Doctor shortage in coming years will hit rural areas mostConcern about a shortage of doctors in rural areas is nothing new. But a combination of factors — the aging of doctors and their patients, and the Affordable Care Act’s requirements for health insurance coverage — has the health-care system bracing for greater challenges in the near future.
By: John Lundy, Duluth News Tribune
Concern about a shortage of doctors in rural areas is nothing new.
It’s why the University of Minnesota Medical School set up its Rural Physician Associate Program for third-year students in 1971, why the medical school established its Duluth campus in 1972, and why the Duluth Family Medical Residency Program was set up in 1977.
But a combination of factors — the aging of doctors and their patients, and the Affordable Care Act’s requirements for health insurance coverage — has the health-care system bracing for greater challenges in the near future.
“We can’t get enough people coming out of our residency programs to come even close to meeting the needs,” said Terry Hill, executive director of the Duluth-based National Rural Health Resource Center.
The Association of American Medical Colleges forecasts a national shortage of 62,900 physicians by 2015, including 29,800 in primary care — internal medicine, family medicine or pediatrics. By 2025, it predicts, the numbers will grow to 130,600 physicians, including 65,800 in primary care.

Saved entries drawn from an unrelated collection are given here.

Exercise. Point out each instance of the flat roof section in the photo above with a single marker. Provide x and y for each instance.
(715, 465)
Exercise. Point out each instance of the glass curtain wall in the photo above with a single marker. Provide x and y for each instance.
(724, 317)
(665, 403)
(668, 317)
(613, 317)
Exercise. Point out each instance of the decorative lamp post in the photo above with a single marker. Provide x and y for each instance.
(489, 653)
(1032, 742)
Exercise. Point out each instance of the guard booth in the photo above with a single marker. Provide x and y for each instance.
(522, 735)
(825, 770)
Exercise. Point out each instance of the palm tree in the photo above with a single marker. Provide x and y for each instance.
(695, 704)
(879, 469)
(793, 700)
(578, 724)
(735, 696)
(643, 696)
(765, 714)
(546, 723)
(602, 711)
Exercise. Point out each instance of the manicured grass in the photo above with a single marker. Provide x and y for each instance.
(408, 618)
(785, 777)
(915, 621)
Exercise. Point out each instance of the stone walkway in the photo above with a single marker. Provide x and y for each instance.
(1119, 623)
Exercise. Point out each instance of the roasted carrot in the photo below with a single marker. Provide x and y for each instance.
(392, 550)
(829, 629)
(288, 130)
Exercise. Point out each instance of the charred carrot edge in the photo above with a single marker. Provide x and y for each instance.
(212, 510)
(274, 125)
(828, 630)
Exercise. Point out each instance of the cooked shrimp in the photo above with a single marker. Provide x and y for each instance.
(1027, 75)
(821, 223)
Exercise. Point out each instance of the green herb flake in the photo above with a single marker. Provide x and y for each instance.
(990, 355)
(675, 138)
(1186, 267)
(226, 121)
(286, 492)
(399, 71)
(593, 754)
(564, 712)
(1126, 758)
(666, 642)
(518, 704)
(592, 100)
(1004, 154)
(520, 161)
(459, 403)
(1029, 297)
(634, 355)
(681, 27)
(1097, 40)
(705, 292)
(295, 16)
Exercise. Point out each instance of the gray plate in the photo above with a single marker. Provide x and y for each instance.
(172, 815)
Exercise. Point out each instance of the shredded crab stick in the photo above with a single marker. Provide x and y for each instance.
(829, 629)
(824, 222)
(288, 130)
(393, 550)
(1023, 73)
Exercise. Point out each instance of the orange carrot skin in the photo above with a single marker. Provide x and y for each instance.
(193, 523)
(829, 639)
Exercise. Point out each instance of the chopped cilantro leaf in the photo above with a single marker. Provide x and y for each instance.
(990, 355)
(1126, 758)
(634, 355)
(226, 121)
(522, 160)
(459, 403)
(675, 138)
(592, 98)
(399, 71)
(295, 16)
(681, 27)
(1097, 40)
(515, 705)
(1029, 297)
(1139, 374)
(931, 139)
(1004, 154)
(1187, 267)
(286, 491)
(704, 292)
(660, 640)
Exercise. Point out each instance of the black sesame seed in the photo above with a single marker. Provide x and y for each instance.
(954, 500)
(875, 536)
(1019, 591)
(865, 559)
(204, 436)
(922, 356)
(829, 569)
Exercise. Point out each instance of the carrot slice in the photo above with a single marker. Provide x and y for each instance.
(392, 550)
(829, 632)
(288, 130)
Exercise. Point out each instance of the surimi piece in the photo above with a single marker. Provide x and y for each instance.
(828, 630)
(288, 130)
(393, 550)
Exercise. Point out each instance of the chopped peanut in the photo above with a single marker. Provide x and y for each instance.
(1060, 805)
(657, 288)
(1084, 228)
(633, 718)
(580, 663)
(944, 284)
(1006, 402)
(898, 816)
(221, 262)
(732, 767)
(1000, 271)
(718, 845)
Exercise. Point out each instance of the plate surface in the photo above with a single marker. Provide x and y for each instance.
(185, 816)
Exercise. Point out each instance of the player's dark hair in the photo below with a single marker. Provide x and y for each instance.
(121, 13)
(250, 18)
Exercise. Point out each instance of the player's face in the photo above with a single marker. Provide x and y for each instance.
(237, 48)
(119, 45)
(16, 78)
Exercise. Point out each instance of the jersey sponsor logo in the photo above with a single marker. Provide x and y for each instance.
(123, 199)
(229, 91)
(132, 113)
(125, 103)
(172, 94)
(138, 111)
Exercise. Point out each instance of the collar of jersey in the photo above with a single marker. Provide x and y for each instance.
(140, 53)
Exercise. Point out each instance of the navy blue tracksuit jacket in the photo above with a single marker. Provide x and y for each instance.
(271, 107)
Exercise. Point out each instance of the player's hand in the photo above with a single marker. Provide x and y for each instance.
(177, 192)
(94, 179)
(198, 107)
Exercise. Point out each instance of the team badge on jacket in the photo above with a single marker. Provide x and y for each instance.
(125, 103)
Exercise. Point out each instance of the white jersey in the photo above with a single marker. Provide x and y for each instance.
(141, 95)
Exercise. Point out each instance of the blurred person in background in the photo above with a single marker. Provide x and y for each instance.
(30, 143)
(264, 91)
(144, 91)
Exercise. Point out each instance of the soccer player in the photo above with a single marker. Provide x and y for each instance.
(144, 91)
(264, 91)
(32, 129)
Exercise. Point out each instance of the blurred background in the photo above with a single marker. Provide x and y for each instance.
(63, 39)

Mark Schoenbaum and Edward Van Cleave of the Minnesota Department of Health used the Association of American Medical Colleges numbers as one of several sources when considering future shortages in the state. In an article in the February issue of Minnesota Medicine, the trade publication of the Minnesota Medical Association, they predicted a shortage of between 1,000 and 3,000 primary-care providers in the state between 2020 and 2025. The demand for all specialties is expected to be as high as 14,000.
Dr. Ray Christensen, associate dean for rural health on the Duluth campus of the University of Minnesota Medical School, cautioned that numbers can be overstated. The number of physicians a clinic states it would like to have might be higher than the number it actually would hire, he explained.

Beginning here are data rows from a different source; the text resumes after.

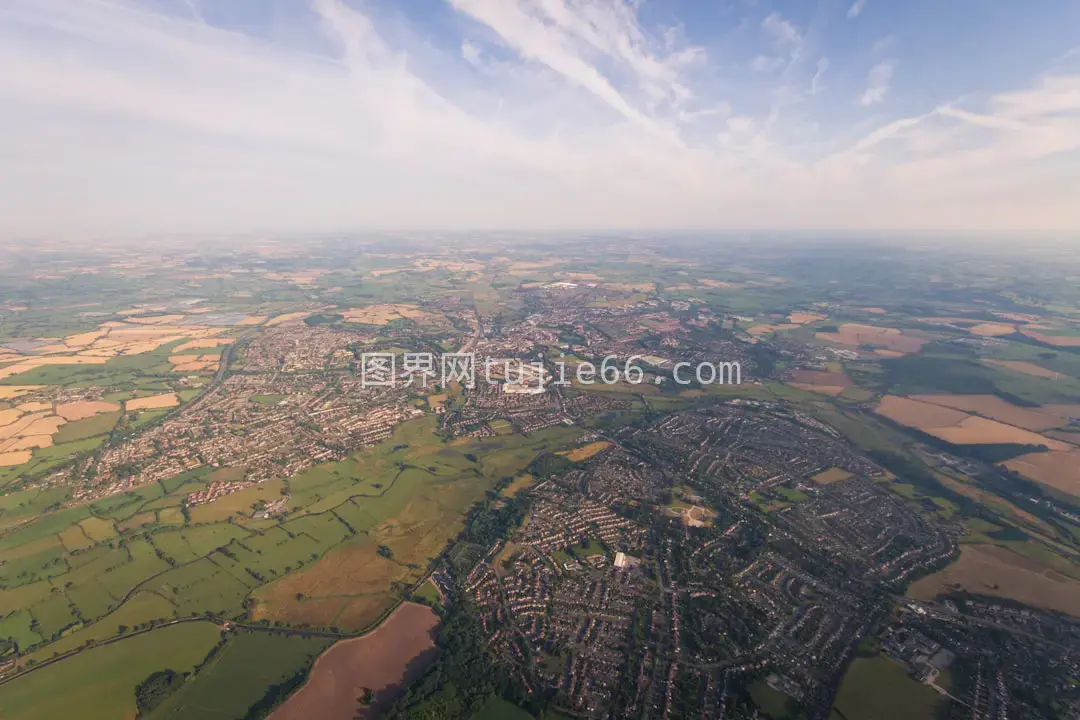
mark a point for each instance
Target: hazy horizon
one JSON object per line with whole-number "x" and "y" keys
{"x": 193, "y": 118}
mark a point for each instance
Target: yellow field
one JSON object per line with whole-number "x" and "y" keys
{"x": 31, "y": 363}
{"x": 153, "y": 403}
{"x": 382, "y": 314}
{"x": 204, "y": 342}
{"x": 11, "y": 459}
{"x": 1057, "y": 340}
{"x": 1026, "y": 368}
{"x": 802, "y": 317}
{"x": 993, "y": 570}
{"x": 1058, "y": 470}
{"x": 354, "y": 574}
{"x": 287, "y": 317}
{"x": 72, "y": 411}
{"x": 991, "y": 329}
{"x": 921, "y": 416}
{"x": 832, "y": 391}
{"x": 994, "y": 407}
{"x": 854, "y": 335}
{"x": 959, "y": 428}
{"x": 981, "y": 431}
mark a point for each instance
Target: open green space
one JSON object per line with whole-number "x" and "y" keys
{"x": 879, "y": 689}
{"x": 100, "y": 681}
{"x": 240, "y": 676}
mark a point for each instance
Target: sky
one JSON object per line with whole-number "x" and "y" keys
{"x": 135, "y": 117}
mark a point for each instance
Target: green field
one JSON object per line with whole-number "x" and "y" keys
{"x": 500, "y": 709}
{"x": 239, "y": 676}
{"x": 879, "y": 689}
{"x": 100, "y": 681}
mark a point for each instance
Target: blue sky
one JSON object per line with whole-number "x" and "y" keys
{"x": 289, "y": 116}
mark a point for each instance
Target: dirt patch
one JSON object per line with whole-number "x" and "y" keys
{"x": 995, "y": 408}
{"x": 1060, "y": 470}
{"x": 153, "y": 403}
{"x": 959, "y": 428}
{"x": 72, "y": 411}
{"x": 382, "y": 661}
{"x": 354, "y": 574}
{"x": 991, "y": 570}
{"x": 1026, "y": 368}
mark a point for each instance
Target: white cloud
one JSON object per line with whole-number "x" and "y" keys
{"x": 781, "y": 30}
{"x": 877, "y": 84}
{"x": 767, "y": 64}
{"x": 542, "y": 113}
{"x": 814, "y": 82}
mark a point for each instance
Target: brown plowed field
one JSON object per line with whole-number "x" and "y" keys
{"x": 381, "y": 661}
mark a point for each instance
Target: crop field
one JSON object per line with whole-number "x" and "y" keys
{"x": 377, "y": 662}
{"x": 960, "y": 428}
{"x": 993, "y": 570}
{"x": 995, "y": 408}
{"x": 1026, "y": 368}
{"x": 239, "y": 676}
{"x": 100, "y": 681}
{"x": 888, "y": 338}
{"x": 1058, "y": 470}
{"x": 879, "y": 689}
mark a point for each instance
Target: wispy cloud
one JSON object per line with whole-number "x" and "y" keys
{"x": 877, "y": 84}
{"x": 535, "y": 113}
{"x": 781, "y": 30}
{"x": 815, "y": 81}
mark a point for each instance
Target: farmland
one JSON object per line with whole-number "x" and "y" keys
{"x": 879, "y": 689}
{"x": 100, "y": 681}
{"x": 376, "y": 662}
{"x": 991, "y": 570}
{"x": 192, "y": 460}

The numbers may be uncertain, but everyone agrees there is a shortage, it’s going to get worse and it’s worse in rural areas than in cities and suburbs.
“The recruiting challenges for most health-care occupations are more daunting in rural areas,” Schoenbaum said in an interview.
Christensen said he thinks between 100 and 300 physicians “could be absorbed very nicely” in rural Minnesota today.
At least three factors are exacerbating the shortage, experts say:
Susan Brower, Minnesota state demographer, predicts the number of people ages 65 and over will grow by 466,000 between 2010 and 2025, from 13 percent of the total state population in 2010 to 19 percent in 2025.
Not only is the baby boom generation entering retirement years, Christensen said, they’re poised to live longer than previous generations. But it also has been a relatively healthy generation. And a lot depends, he said, on how much medical care they choose to demand.
“It depends on what you guys think,” he told a baby boomer. “If you say: Everybody dies, and I gotta make some reasonable decisions … and you’ve chosen that there are times when you would just as soon not explore all that medicine has to offer, then I hope that will bring (the demand) down.”
In general, though, an aging population requires more care. The Institute of Medicine, the health arm of the National Academies of Science, says more than three-quarters of adults older than 65 have at least one chronic medical condition that requires ongoing care and management.
More than one-third of primary-care doctors in Minnesota are 55 or older, according to the U.S. Agency for Healthcare Research and Quality.
The aging of the medical work force is particularly noteworthy in rural areas, said Sandra Barkley, director of clinic for St. Luke’s hospital.
“In some of those smaller areas, all they have are family docs, and a big chunk of them are over 55 years old,” she said. “And so when those folks retire it’s going to be really hard to find folks to take their place.”
Provisions of the Affordable Care Act will add 29 million to the ranks of Americans with health insurance, predicted health analysts Elbert S. Huang and Kenneth Finegold, writing in the March edition of the publication Health Affairs. That will result in 25.7 million additional primary-care visits per year, they predicted.
MNsure, the agency formed to administer the online insurance marketplace in Minnesota, predicts the state will have 1.3 million more people with health insurance by 2016.
No one is sure exactly what the effect will be.
“I do know that there’s likely people out there who don’t seek care,” Barkley said. “When they have insurance, they might. I don’t think any of us know how big that pool will be. But it is a concern.”